Regarding the associated symptoms such as conjunctival injection and tearing, we inferred that the lesions indicated by Shadows B and C in Fig. 5 had mostly invaded the first division of the trigeminal nerve with distribution of the parasympathetic nerve fiber in the mucous membrane in the lachrymal gland. However, due to the conduction pathway being unknown, we only determined that the trigeminal autonomic symptoms were related to the salivary nucleus and could not elucidate how lesions in Shadow-A areas could induce conjunctival injection and tearing.

Our search of the references revealed that the secondary causes for SUNCT can also reportedly cause trigeminal neuralgia and other TACs. For example, vascular compression can induce short-lasting unilateral neuralgiform headache attacks with cranial autonomic symptoms-like headache36 that is associated with conjunctival injection or lacrimation. Chiari malformation type I,62 focal cervical myelitis,63 diffuse large-B-cell lymphoma of the nasopharynx,64 and upper cervical meningioma65 can induce cluster-like headache, whose lesions were similar to those of SUNCT. Although our extensive literature search did not reveal a feasible mechanism to indicate the difference, we speculate that affected anatomical structures are the main reason.

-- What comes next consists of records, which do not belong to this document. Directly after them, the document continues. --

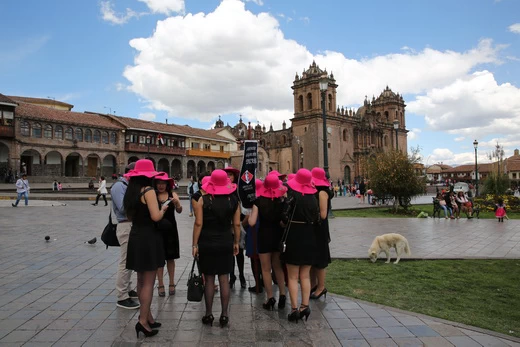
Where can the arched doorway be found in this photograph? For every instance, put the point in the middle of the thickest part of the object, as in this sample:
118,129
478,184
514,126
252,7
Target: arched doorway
177,169
164,165
93,165
53,164
30,163
191,169
346,174
201,167
109,166
73,165
211,166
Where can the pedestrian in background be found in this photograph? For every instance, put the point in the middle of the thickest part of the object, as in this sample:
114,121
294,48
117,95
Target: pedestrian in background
22,190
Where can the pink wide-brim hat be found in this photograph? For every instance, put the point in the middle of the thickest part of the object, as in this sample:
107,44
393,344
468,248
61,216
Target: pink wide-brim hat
279,175
319,177
302,182
272,187
163,176
219,184
143,167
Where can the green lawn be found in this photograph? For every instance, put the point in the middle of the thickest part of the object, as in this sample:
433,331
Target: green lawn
482,293
387,212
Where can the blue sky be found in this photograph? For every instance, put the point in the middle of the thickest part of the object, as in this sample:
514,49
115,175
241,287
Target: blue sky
457,63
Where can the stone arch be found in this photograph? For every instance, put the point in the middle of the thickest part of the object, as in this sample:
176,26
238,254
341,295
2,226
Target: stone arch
53,164
74,165
31,163
109,165
177,168
191,170
163,165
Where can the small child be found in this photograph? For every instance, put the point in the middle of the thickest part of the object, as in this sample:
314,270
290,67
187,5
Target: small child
500,210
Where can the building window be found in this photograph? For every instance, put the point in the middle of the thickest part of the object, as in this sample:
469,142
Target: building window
97,136
47,132
69,134
79,135
58,132
88,135
25,129
37,130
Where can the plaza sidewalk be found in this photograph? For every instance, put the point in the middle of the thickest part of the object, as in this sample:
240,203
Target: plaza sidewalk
61,292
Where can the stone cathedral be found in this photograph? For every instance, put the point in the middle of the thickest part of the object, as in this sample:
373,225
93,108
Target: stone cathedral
352,136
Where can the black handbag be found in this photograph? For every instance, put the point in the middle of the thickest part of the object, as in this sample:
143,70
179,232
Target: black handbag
109,235
195,285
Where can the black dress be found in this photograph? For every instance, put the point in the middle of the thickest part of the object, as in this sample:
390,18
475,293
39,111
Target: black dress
269,231
301,236
168,228
216,236
322,257
145,244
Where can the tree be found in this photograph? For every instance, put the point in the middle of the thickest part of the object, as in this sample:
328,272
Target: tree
392,173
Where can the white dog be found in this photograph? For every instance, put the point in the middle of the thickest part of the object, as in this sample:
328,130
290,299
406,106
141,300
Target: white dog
384,243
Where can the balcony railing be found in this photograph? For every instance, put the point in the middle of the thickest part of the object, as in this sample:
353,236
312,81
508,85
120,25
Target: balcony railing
6,131
208,153
154,149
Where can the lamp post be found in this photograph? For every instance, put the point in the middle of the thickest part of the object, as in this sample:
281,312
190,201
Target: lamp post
396,127
475,145
324,85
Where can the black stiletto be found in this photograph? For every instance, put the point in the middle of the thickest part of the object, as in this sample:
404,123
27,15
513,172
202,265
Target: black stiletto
208,319
139,328
323,293
269,305
305,312
294,315
281,301
224,320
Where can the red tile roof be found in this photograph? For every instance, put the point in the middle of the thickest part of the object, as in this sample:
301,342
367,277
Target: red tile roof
44,113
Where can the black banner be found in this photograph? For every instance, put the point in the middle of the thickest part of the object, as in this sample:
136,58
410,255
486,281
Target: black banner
246,181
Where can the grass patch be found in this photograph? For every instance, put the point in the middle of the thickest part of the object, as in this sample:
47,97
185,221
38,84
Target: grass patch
482,293
388,212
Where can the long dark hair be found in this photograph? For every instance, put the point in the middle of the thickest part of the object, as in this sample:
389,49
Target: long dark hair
133,194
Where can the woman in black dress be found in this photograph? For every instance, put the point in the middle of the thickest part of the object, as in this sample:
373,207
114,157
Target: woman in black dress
302,212
322,258
168,227
216,234
268,210
145,249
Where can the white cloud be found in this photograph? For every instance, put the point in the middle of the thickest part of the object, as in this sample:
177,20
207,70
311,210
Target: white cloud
147,116
165,6
515,28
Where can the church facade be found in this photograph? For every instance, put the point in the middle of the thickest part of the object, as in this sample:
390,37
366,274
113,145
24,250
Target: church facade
352,136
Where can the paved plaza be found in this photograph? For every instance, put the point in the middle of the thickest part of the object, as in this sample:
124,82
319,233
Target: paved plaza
61,293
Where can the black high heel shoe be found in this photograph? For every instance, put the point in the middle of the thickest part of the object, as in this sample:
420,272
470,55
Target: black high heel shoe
305,312
294,315
224,320
281,301
323,293
208,319
269,305
140,329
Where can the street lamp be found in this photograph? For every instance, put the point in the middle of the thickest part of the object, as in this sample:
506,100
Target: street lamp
475,144
324,85
396,127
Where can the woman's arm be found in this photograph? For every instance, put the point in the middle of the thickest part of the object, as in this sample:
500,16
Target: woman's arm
324,199
253,216
197,226
150,197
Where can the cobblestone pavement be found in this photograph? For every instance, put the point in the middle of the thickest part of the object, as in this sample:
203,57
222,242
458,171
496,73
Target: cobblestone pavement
61,292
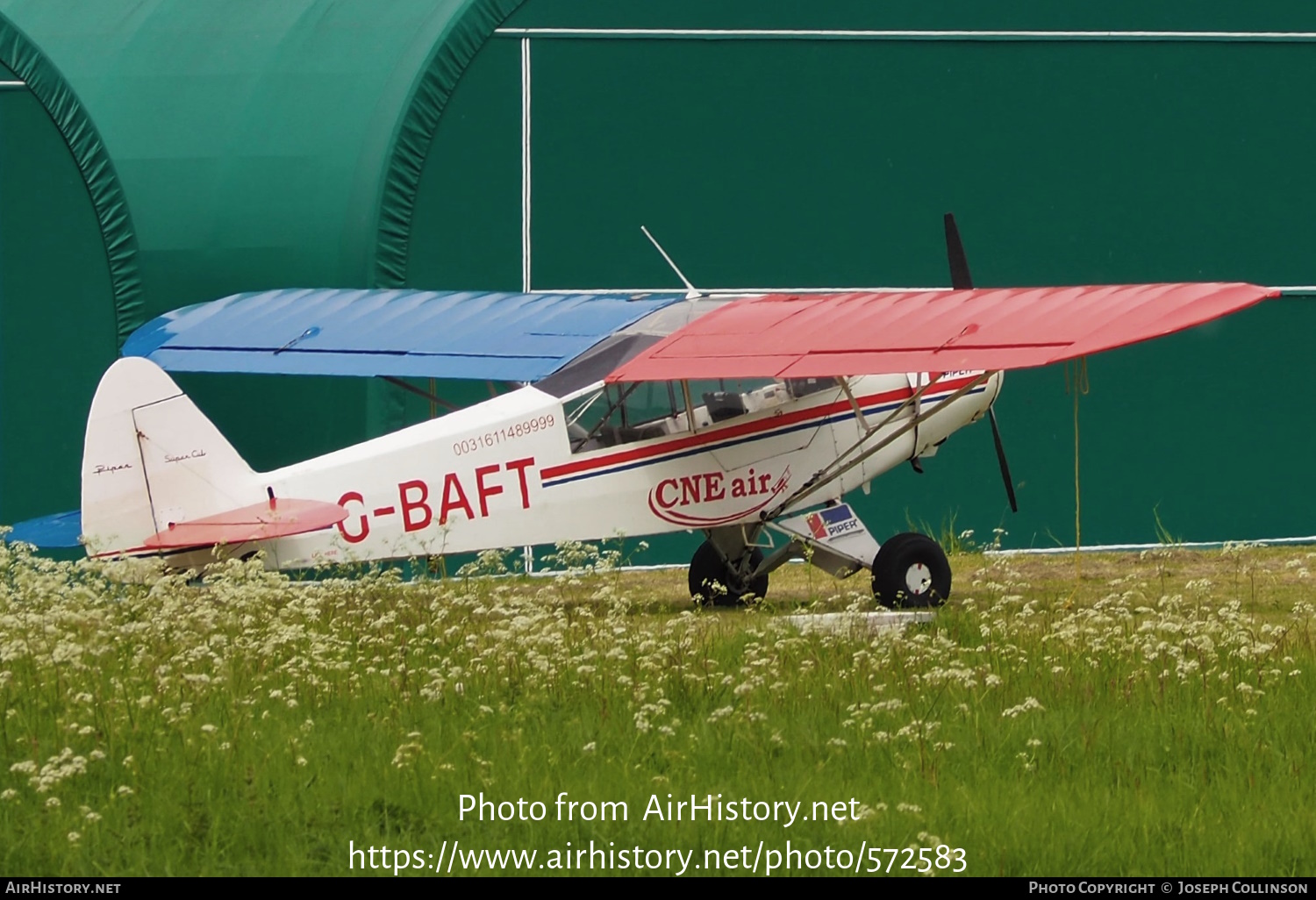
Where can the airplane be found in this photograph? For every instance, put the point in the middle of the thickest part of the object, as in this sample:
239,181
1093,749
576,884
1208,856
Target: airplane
747,416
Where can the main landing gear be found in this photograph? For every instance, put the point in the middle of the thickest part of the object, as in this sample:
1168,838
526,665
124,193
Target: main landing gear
910,571
726,581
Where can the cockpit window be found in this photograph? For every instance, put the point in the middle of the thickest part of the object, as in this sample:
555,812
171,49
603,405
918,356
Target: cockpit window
640,411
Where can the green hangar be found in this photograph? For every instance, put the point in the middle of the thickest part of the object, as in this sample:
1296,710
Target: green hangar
162,153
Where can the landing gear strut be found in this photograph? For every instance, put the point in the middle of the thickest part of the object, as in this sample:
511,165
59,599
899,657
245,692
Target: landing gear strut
911,571
726,581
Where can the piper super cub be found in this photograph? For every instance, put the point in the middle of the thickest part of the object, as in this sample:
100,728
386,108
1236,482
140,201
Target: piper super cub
744,416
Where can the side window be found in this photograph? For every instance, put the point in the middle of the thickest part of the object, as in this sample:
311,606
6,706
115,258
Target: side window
639,411
726,399
620,413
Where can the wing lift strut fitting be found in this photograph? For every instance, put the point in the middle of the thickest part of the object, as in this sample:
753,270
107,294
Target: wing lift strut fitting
853,455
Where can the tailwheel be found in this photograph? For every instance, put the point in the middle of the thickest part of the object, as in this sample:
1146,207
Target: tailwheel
911,571
715,581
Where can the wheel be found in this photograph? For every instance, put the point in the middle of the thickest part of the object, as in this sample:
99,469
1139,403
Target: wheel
911,571
712,581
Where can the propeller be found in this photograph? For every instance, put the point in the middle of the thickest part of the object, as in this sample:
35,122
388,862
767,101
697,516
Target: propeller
962,281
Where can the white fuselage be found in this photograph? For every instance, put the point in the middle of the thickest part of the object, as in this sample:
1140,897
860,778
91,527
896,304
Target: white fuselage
504,474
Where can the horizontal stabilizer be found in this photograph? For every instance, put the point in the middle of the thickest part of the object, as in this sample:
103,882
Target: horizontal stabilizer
50,532
261,521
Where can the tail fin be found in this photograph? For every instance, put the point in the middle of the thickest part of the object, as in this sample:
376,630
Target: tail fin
152,458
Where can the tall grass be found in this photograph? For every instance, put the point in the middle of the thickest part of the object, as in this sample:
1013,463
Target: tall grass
1158,723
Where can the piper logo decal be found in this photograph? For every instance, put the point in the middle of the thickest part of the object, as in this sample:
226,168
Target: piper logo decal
671,500
833,521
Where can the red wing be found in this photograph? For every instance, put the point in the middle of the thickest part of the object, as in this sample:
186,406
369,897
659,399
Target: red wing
261,521
819,336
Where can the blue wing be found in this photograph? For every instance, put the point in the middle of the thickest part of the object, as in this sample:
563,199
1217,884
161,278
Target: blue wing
458,334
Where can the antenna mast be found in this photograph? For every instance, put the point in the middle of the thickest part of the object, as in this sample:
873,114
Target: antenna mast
691,291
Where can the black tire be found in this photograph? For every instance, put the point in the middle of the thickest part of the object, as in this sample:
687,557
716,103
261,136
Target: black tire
911,573
712,582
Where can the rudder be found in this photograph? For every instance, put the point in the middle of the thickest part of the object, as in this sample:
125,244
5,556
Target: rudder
150,458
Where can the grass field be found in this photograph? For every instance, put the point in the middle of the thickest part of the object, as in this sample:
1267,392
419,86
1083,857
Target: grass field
1144,715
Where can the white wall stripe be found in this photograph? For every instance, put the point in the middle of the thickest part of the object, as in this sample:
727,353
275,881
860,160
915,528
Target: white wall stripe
900,34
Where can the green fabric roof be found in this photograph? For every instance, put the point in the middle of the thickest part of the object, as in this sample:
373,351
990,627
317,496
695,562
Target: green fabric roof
21,57
260,144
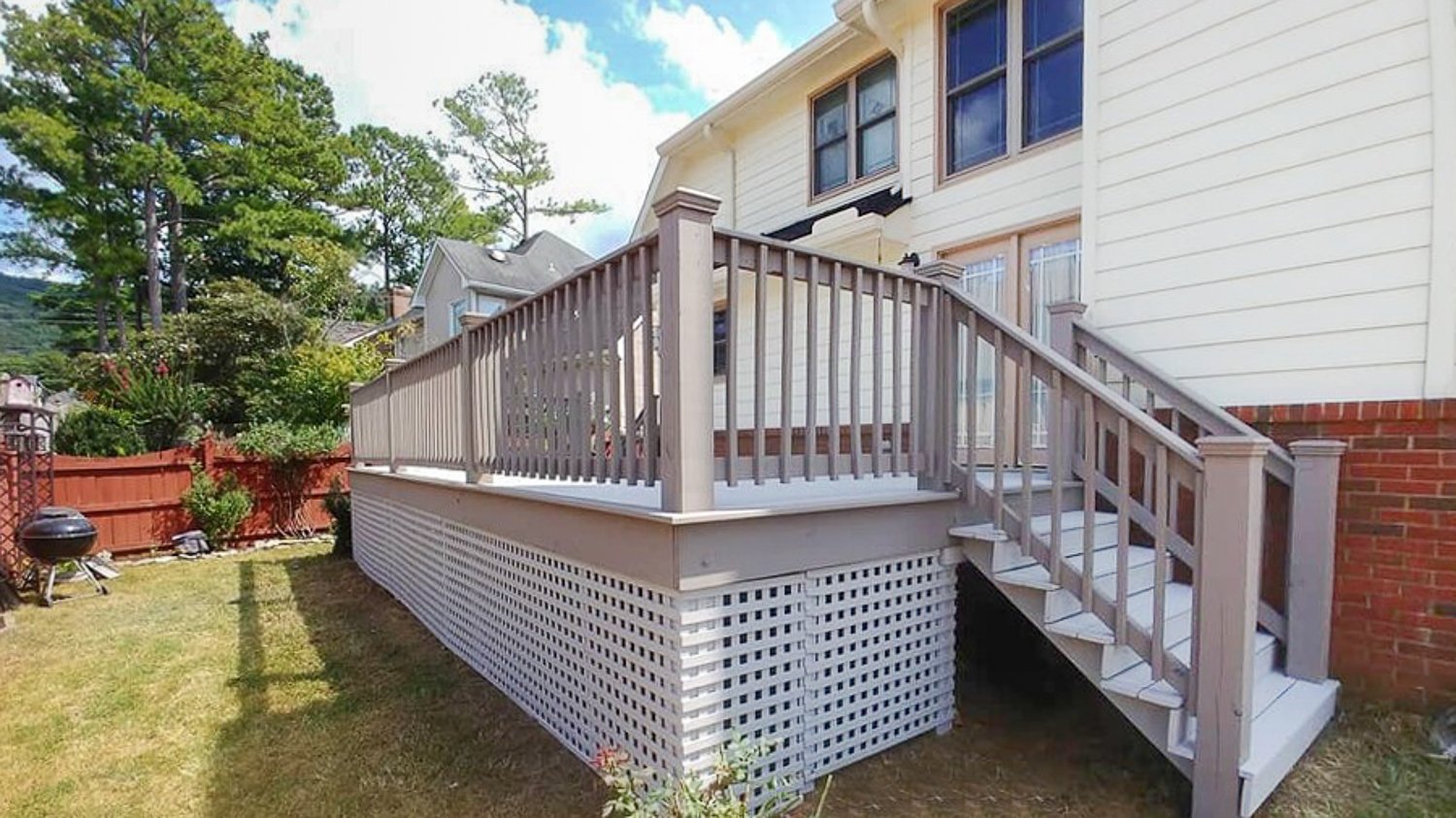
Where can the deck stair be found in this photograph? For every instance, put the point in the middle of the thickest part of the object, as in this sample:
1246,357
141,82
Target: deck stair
1287,715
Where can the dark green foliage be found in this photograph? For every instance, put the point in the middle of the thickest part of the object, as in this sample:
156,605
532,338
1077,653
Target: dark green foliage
341,508
217,507
98,431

Secondary SUNCT will occur with damage to the nucleus, tracts, and peripheral nerves, and the possibility of secondary symptoms cannot be excluded in primary cases with normal imaging findings because some focal damage cannot be visualized using current imaging methods. We have illustrated that certain aspects of SUNCT might be a secondary symptom. When encountering patients with SUNCT in the clinical situation, the best option for physicians is to perform MRI scans with high-resolution sequences of basal cisterna and pituitary fossa sections.

CONCLUSION

We have presented a special case of secondary SUNCT with demyelination. We also reviewed all reported cases of secondary SUNCT in the English-language literature since this condition was first reported in 1991, and analyzed its etiology, focus location, and pain laterality. Finally, we hypothesized three mechanisms for secondary SUNCT and assumed that some aspects of this condition might be a secondary symptom, although some lesions cannot be visualized.